First off, Kevin at LeanLeft apparently agrees with me that Bush's regrets for the abandonment of the Baltic Republics, Poland, and Eastern Europe to Soviet Domination after WWII was simplistic, although he said it more strongly than I did:
Unsurprisingly, Bush is being a historical idiot here. The Red Army was massive, battle tested, possessing the best armor in the world at the time, and Stalin had no intention of leaving. The life of a permanent revolutionary and the brutal nature of intra-Communist politics had exacerbated Stalin’s natural paranoia. He did not trust the West – he remembered both the attempt of the West to restore the Russian monarchy after WWI and the delays in opening the Western front while his troops were bleeding in the East. The Nazi near success convinced him that he needed a buffer. He had it in Eastern Europe, he had the Army to defend it, and he would not willingly give it up. The United States would have had to have removed the Soviets by force.

That war would have been a bloody, horrible mess. Patton – darling of the right wing of the day – suggested rearming the Germans and using them to fight the Russians. Such a decision would have meant no Nuremberg and thus no reckoning for Auschwitz. And perhaps no public acknowledgment of the depths of the Nazi horrors. After all, the American and British publics would not have liked the fact that US soldiers where fighting along side people who were at least partially responsible for the Holocaust. And even that morally grotesque suggestion would not have been enough. At some point, nuclear weapons would almost certainly have had to have been used. And we haven’t even discussed what effect such a war would have had on the Pacific Theater. If it started before the surrender of Japan, does anyone think that the Soviets and the Japaenese would not have made common cause? And if it happened shortly after the surrender, it is entirely possible that the Japanese Army would have seen an opportunity to reverse its fortunes.
He has a point (particularly about the likelihood that a war with the Soviet Union jeopardizing our defeat of Japan and potentially preventing the perpetrators of the Holocaust from being brought to justice). However, it rather bothers me that Kevin seems to be so blithely dismissive of the domination of Eastern Europe by the Soviet Union for 45 years as "the best option available" to Franklin D. Roosevelt, before using President Bush's comments as an excuse to launch into an attack on Bush and the right wing. It would have been nice if he had more fully acknowledged just how horrible that "best option" was for those people who were unfortunate enough to be caught on the wrong side of the Iron Curtain in 1945. It is not necessary to be just "parroting the visceral hatred of FDR that the plutocrats of the day wallowed in and imparted to the far right of the Republican Party" to acknowledge that, even if all out war was probably not a viable option to stop this injustice, the U. S. did basically abandon Eastern Europe when Stalin broke the agreement at Yalta to allow free and fair elections and new democratic governments in Poland and its occupied territories.

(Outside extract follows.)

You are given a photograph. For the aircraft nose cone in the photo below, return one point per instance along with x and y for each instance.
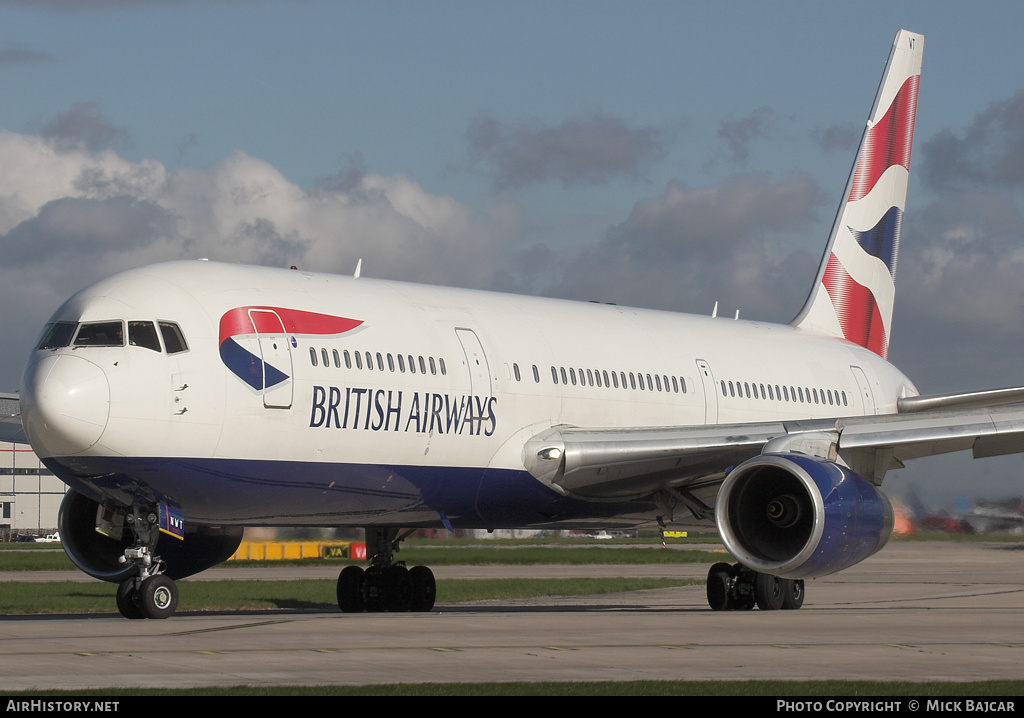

In another vein, Professor Bainbridge ruminates about whether World War II could be truly considered a "just war," commenting on this article. Specifically, the making of common cause with Stalin against Hitler bothers him, as does the strategic bombing campaign (which I've discussed before in both the European and Pacific theaters). The latter bothers me more than the former (after all, after the German invasion of the Soviet Union, how could the Allies not have joined cause with Stalin, as distasteful as he was?). However, one also has to remember that bombing technology was so primitive and inaccurate that even "precision bombing" rarely hit its target with bombs in sufficient number to destroy it, and that, in 1942 and 1943, strategic bombing was the only real way that the Allies could do anything to prosecute the war other than at the fringes (North Africa, for example). Stalin was demanding that something be done, accusing Churchill and Roosevelt of letting the Russians do the fighting and dying while they sat back.

The bombing campaign probably did help end the war faster, although not by destroying German industry, as intended:
But bombing Germany did divert air cover away from the Eastern Front. In the spring of 1943, 70% of German fighters were in the western European theater, leaving German ground forces in the east increasingly vulnerable to Soviet air attacks. Lack of air cover was one of the reasons the German tanks were beaten at Kursk.

Strategic bombing also greatly hampered Albert Speer's considerable efforts to mobilize the Nazi economy for total war. In January 1945, Speer and his colleagues calculated the damage done in terms of what they couldn't produce: 35% fewer tanks than planned, 31% fewer aircraft and 42% fewer trucks. The impact of bombing on the Japanese economy was even more devastating.
But, as the Professor reminds us, that the logic of total war overtook us as well, at a moral cost.